The movie begins as a parody of Longfellow's famous poem "The Village Blacksmith," probably more familiar these days to Looney Tunes cartoon buffs than it is to middle-schoolers. (Daffy Duck robotically starts to recite it near the end of Duck Amuck [1953].) Buster, it seems, is the poem's anti-hero version. (The first shot is of "village smithy" Buster standing under an L.A. palm tree, not the "spreading chestnut" of the poem.)
After a couple more verses, the movie quickly loses in interest in satire and, like Tex Avery's later Warner Bros. cartoon The Village Smithy (1936 - see what I mean?), is more interested in using the source as a springboard for gags, which here range from great to terrible. The good stuff shows Buster being both a "horse whisperer" and a shoe salesman to a horse in need of new shoes. (Like Chaplin's Tramp, Buster can pretty well transform himself into whatever the current situation dictates he needs to be. If a horse needs shoeing, Buster goes out of his way to meet the horse's hoof size and comfort level. Thom McAn never had a better spokesperson.)
The movie's nadir is Buster trying to do his work while he's obliviously and systematically destroying a brand-new Rolls-Royce that has been brought in for minor repair work.
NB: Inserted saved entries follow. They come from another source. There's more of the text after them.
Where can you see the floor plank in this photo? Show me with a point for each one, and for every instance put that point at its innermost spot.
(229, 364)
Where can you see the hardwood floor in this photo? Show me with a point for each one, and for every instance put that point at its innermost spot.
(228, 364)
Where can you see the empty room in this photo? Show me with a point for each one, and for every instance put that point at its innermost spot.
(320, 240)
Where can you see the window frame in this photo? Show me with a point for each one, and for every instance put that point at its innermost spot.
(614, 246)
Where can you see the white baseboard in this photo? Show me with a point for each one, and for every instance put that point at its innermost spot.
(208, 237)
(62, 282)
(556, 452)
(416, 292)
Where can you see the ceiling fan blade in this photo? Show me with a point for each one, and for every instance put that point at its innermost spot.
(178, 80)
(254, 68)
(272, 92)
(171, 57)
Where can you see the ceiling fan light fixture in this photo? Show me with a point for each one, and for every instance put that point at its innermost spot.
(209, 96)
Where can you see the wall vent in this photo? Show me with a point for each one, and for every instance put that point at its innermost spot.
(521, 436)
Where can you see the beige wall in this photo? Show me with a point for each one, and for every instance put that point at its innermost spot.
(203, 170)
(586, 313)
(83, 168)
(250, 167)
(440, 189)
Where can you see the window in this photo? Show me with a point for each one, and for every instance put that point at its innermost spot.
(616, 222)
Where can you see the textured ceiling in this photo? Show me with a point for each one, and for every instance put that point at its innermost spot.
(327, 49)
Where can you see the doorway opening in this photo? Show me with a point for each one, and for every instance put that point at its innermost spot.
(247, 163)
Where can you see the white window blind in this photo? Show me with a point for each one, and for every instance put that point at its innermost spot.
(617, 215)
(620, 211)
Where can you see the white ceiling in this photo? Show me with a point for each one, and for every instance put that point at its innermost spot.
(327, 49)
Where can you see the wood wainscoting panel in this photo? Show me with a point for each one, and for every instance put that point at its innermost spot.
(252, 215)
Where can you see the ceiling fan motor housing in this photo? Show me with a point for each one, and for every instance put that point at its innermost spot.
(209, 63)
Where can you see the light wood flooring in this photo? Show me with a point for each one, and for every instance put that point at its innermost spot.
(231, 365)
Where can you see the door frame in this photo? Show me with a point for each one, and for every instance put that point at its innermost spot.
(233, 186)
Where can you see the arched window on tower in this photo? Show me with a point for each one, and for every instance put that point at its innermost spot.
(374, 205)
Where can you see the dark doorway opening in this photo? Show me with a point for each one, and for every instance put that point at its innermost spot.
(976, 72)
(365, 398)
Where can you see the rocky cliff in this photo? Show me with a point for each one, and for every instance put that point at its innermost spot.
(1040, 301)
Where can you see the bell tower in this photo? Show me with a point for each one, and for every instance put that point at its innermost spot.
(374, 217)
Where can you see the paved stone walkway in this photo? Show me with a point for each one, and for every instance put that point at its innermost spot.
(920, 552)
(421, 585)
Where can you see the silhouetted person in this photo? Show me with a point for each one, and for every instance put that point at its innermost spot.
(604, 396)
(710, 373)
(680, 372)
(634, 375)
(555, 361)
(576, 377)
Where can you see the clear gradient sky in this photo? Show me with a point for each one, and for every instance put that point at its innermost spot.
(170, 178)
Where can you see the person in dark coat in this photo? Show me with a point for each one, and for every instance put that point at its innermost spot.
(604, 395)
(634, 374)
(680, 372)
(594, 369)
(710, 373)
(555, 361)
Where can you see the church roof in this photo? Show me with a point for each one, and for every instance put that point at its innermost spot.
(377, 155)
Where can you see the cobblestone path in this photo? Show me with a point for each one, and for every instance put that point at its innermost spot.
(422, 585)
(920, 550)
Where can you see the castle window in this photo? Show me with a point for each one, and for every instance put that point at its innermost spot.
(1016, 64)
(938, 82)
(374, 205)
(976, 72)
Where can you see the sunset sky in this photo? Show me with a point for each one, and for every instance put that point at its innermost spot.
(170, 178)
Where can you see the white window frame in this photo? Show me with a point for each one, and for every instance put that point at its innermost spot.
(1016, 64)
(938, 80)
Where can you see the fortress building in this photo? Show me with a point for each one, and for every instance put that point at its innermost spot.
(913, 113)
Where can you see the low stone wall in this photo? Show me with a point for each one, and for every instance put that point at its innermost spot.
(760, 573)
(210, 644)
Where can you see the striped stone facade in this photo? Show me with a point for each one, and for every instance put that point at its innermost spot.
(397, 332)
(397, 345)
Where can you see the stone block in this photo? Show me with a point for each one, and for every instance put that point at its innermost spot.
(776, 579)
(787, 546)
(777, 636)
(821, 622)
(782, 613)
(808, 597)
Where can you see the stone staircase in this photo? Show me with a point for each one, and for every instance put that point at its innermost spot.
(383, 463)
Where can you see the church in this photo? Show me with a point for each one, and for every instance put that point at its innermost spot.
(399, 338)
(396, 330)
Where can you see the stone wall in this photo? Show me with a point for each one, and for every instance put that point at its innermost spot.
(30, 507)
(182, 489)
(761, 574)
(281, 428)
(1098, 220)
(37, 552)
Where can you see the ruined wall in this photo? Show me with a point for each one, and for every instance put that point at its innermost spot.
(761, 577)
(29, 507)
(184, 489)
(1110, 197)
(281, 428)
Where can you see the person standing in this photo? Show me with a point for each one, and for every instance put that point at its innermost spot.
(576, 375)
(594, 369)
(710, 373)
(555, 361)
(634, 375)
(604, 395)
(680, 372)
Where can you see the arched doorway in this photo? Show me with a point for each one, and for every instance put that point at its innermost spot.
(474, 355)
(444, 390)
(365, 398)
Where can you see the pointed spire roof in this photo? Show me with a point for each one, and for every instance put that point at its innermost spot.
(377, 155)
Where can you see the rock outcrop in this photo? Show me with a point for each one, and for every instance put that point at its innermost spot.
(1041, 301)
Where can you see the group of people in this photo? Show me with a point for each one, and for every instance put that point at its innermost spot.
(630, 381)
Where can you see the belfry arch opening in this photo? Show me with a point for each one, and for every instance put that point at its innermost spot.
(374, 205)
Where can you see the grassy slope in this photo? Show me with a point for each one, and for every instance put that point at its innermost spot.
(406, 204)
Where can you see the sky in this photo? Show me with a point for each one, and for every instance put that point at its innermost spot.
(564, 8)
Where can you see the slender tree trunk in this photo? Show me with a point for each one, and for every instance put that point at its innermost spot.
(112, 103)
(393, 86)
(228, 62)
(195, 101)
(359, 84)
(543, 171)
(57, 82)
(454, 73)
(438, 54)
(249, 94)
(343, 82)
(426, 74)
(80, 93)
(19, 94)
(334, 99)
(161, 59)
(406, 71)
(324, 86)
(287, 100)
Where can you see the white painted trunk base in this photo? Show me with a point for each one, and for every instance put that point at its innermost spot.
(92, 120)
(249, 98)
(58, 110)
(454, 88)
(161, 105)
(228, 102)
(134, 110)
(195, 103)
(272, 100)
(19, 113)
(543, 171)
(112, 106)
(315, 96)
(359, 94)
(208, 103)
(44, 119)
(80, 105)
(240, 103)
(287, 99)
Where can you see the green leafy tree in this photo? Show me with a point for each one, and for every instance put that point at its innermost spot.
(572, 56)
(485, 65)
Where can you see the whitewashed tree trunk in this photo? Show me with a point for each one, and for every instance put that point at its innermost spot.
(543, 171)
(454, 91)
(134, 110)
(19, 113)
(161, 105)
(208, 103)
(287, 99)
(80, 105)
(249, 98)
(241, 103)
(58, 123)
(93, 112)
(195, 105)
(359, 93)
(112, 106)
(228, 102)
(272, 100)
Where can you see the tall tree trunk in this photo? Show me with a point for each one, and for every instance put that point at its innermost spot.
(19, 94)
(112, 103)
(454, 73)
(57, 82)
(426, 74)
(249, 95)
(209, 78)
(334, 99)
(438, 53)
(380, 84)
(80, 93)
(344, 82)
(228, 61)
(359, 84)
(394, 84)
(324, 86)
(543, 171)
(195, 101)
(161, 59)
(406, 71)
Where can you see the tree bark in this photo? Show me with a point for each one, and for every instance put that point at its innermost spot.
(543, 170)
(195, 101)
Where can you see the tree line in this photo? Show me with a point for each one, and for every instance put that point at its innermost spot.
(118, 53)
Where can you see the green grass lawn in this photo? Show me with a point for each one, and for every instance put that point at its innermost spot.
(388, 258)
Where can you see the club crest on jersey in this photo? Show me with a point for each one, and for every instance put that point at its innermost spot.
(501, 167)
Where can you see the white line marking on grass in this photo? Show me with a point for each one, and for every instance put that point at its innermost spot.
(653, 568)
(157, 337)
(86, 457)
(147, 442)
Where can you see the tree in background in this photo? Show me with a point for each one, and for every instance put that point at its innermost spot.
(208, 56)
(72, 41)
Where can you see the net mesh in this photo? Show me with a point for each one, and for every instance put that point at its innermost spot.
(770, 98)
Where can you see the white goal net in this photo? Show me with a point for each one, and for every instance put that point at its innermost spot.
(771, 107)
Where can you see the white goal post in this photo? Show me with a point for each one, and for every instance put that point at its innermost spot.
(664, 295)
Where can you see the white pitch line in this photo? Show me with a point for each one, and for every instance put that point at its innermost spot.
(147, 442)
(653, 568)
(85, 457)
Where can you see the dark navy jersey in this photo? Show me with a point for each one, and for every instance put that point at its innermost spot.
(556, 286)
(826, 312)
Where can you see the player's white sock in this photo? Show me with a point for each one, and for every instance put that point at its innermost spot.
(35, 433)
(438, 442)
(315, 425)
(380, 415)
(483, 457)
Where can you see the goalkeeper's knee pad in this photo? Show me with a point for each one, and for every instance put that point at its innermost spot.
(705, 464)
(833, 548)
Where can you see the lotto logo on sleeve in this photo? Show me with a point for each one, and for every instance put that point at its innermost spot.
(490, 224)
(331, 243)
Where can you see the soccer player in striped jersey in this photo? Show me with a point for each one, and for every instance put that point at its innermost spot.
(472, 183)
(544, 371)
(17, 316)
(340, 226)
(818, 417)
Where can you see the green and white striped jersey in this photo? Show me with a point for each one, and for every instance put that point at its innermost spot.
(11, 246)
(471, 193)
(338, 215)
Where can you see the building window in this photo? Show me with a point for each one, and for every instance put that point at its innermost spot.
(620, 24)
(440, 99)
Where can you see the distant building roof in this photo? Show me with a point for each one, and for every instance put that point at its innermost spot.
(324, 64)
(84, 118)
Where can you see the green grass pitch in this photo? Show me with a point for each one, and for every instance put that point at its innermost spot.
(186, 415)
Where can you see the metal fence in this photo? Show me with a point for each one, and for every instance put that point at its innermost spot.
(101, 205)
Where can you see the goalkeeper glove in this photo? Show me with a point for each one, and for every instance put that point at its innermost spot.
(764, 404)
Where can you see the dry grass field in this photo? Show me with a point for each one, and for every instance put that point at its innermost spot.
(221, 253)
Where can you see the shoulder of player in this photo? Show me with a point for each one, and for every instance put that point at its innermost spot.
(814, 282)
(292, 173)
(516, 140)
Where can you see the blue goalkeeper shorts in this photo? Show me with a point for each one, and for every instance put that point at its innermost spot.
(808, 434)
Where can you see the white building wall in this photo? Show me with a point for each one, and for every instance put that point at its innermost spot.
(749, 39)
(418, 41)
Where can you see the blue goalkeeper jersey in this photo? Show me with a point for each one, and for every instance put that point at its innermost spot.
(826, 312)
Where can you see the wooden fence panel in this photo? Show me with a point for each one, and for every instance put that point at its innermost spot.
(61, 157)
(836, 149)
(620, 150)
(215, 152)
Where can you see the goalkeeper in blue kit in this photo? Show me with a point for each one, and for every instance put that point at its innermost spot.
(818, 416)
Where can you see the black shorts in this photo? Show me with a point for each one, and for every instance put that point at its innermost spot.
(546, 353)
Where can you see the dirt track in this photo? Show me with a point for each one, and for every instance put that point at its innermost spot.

Keaton biographer Marion Meade posits that this is probably the same car given to Keaton by his much-despised in-laws, which would explain his joy in destroying it. But this joy doesn't extend to the movie's audience - especially those in 1922, who probably gasped at seeing such a luxurious car being torn apart.
Beyond that, the gags are hit-and-miss, the best one being where it looks as though Buster is about to get run over by an oncoming train, only to have (through trick photography) the train stop within just a few inches of him. (Joel and Ethan Coen pulled an extremely similar fast one 65 years later, involving a baby and a car, in Raising Arizona [1987].)
And the final gag is a beaut, with Buster pulling down a shade with "The End" written on it, after having shown us that he won the heart of one of his customers who he married on a whim. The problem is that this final scene comes out of nowhere. One minute the woman is snubbing him; just a few minutes later, without even a scene of courtship, she's running off to elope with him. Could this have reflected Keaton's mirror-image fantasy of his unhappy marriage to his then-wife Natalie Talmadge?
Granted, maybe one shouldn't read too much into the final marriage scene and the obliterated Rolls-Royce - but one is tempted to do so only because there's not much else to reflect upon here. Happily, Keaton's style would soon evolve exponentially over the gags-for-gags'-sake stuff reflected in The Blacksmith.